Speech Model and Assembly

Posted by C, Li on December 1, 2023

Speech Emotion Models

This is the second-to-last blog update, and this week's content revolves around the training of emotion models for speech and the overall assembly of the system. As mentioned at the beginning of the blog, our team aims to ensure a diverse range of emotional modalities based on the schedule. Currently, facial expressions and text have been completed. However, to achieve better results, we haven't abandoned training emotion models for speech and are still in progress. While it's highly likely that we can integrate speech into the final system, we cannot guarantee it.

Speech Emotion Models Architecture

Due to the complex diversity of speech, this is a more challenging task. In speech emotion recognition, we transformed the task from audio to recognition based on structures like spectrogram and Mel spectrogram. Ultimately, we decided to use five models for iterative use. We switched the base model to a CNN architecture (initially using LSTM architecture showed less effective results in testing) to ensure a lightweight and efficient final model.

As observed, different models handle different emotion tasks. The first three models address macro tasks, while the fourth model distinguishes between neutral and sad, and the fifth model distinguishes between happy and angry. The complexity of speech emotion recognition is handled through their collective invocation.

The calling logic for each model is as follows:

Firstly, the first emotion prediction of message (MSG) is carried out using model, and the emotion probability distribution is obtained. Then, depending on the prediction, branch into positive emotions or negative emotions. Within each branch, a different model is further used for secondary classification:
{Negative branch: Use model2 to determine disgust, fear, or sad. Frontal branch: Use model3 to determine whether to be happy or neutral. }
On the basis of the results of the secondary classification, if it is not happy or neutral, it will further use model5 to make a more granular distinction:
[For the negative emotion branch, judge whether it is angry or happy; For the positive branch of emotion, determine whether it is sad or neutral. ]
Through the combination of these layers of classification and multiple models, a concrete emotion label is finally determined and stored in the variable Final_pred.

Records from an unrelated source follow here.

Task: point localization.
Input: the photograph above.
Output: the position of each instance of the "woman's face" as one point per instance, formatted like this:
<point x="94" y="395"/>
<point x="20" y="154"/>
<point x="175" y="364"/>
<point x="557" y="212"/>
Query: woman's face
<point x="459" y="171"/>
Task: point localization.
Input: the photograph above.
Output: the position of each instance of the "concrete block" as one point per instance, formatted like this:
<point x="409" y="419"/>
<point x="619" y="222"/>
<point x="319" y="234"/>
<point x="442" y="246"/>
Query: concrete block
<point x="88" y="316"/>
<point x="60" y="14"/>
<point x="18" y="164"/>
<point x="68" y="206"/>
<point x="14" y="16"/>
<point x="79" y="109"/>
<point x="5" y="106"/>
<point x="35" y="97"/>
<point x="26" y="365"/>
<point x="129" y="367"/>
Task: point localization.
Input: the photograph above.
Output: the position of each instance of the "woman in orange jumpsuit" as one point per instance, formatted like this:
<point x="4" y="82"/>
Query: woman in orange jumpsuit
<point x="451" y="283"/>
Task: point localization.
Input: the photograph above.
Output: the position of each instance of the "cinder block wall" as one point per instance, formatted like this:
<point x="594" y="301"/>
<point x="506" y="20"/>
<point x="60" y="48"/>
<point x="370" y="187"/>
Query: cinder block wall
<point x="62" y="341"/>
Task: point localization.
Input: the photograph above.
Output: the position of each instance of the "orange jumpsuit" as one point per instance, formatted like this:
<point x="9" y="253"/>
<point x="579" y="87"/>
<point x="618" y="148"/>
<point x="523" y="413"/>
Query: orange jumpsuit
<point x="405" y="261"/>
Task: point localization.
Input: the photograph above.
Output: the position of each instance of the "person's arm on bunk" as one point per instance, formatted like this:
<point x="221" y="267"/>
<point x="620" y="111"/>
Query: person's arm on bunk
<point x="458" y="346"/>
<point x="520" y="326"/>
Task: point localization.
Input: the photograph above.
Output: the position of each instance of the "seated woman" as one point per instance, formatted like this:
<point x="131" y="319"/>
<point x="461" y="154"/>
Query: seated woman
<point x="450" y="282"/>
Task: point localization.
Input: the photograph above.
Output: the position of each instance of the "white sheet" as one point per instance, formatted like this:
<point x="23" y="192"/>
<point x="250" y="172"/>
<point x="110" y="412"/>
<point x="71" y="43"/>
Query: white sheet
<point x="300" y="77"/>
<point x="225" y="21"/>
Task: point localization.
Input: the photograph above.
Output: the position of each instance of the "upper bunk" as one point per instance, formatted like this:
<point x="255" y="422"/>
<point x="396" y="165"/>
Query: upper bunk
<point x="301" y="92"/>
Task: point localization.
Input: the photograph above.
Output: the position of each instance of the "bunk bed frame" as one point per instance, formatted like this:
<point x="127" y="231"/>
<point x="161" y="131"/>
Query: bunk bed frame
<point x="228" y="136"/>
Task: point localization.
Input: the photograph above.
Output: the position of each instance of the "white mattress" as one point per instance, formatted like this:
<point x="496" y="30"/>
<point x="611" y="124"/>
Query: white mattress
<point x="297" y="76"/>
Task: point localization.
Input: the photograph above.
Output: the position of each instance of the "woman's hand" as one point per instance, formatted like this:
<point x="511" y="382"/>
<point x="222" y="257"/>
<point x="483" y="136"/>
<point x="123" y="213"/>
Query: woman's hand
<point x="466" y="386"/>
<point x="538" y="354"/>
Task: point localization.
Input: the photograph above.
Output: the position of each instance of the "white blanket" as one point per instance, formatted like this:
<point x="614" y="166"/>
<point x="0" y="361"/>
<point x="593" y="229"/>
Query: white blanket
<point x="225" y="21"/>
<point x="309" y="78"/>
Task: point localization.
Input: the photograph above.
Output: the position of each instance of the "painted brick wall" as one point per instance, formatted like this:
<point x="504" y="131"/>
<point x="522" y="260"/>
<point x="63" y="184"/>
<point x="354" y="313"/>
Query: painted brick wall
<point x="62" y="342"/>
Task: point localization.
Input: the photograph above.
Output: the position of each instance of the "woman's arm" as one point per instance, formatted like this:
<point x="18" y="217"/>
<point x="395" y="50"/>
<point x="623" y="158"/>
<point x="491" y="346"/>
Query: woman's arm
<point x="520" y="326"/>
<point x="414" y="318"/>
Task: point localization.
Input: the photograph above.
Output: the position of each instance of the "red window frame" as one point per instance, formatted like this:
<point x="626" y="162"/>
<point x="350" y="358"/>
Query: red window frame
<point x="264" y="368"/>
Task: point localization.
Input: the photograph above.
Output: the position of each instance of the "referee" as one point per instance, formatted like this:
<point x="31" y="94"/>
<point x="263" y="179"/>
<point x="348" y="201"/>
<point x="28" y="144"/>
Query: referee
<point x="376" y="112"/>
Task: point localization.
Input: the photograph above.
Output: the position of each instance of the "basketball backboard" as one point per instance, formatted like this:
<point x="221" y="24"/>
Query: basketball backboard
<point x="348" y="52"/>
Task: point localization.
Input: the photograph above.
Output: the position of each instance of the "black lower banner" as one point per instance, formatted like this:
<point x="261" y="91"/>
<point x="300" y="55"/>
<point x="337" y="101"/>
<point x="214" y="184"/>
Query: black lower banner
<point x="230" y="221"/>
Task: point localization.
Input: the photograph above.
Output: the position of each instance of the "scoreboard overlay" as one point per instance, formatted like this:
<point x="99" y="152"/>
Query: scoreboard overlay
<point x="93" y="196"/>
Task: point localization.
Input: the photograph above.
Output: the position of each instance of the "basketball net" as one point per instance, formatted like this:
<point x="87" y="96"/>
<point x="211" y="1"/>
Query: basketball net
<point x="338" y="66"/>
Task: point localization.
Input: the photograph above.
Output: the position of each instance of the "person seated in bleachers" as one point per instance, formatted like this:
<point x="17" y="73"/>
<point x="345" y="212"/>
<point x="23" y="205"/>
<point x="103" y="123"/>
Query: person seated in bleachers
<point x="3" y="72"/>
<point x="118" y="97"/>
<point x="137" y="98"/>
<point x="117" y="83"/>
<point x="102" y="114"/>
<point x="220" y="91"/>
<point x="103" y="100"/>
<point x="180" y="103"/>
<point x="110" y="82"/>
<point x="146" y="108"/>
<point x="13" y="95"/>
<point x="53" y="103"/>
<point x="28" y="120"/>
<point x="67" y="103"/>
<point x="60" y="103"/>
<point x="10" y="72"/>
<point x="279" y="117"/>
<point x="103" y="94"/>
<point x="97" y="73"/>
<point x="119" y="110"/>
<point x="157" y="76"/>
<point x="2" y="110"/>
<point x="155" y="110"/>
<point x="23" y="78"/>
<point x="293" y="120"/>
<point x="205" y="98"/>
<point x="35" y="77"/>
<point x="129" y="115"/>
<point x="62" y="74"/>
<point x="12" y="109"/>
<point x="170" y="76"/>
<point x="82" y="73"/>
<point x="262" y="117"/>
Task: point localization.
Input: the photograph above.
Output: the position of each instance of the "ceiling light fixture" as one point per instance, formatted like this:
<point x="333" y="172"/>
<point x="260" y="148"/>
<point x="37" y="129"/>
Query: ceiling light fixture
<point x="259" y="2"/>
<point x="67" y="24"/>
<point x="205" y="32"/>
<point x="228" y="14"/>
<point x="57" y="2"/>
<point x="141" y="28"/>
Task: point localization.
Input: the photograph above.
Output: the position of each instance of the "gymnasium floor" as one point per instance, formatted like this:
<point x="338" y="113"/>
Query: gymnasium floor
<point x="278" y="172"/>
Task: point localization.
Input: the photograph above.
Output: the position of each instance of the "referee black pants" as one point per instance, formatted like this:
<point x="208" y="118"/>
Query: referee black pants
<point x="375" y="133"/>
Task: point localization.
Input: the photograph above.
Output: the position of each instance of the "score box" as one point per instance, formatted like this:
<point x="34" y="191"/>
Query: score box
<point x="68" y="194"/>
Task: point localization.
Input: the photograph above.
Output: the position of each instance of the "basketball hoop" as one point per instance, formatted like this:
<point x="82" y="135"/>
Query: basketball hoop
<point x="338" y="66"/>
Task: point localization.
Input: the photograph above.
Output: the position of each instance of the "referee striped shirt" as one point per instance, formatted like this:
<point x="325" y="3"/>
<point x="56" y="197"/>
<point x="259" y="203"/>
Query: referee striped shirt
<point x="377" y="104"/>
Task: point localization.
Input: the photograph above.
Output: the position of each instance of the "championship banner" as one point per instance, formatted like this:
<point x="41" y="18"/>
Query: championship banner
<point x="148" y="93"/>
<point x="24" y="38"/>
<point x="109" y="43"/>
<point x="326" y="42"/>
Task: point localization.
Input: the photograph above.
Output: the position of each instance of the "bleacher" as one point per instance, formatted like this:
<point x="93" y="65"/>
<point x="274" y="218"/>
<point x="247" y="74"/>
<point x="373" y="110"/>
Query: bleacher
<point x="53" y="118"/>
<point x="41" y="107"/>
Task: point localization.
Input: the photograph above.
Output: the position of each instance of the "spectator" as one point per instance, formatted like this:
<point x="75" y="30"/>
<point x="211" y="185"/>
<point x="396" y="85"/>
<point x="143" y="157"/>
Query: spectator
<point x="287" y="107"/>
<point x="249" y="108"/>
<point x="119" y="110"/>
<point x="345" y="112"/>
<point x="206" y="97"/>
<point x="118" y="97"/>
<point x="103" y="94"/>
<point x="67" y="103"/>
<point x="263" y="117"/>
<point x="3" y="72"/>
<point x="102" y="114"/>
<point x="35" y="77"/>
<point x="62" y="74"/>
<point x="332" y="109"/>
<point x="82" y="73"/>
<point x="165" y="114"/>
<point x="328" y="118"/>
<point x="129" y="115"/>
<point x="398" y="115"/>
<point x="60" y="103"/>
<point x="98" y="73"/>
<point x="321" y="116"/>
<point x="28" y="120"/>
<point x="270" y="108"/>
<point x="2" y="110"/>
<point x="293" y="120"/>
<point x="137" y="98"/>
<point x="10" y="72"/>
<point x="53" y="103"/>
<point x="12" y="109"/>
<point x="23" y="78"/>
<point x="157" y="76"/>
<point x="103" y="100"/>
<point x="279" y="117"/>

Here are the accuracies for each model:
- Model 1 Accuracy: 0.8254688382148743
- Model 2 Accuracy: 0.5941483378410339
- Model 3 Accuracy: 0.896835446357727
- Model 4 Accuracy: 0.8965666890144348
- Model 5 Accuracy: 0.8703223466873169

However, the final result for the complete task, achieved through repeated invocation structures, is as follows:

From this, it's evident that the final result on the dataset surpasses any individual model, even approaching near-perfect accuracy in some tasks (rounded to the nearest percent), demonstrating the advantage of this reuse structure.

System Assembly

To integrate existing facial recognition and text analysis models with the LLM section, we performed post-processing on the output. For expression recognition, we fixed the recognition of all expressions within 5 seconds and selected the most frequent result as the final label. Due to the difficulty of ensuring the recognition of any person's expression, especially in surprise and neutral results, we tied text and expression analysis detections and leaned more towards the text result.

Once a natural language emotion is obtained, it is input into the LLM section through this UI:

Finally, with the assistance of LLM, API calls are made and subsequent operations are initiated.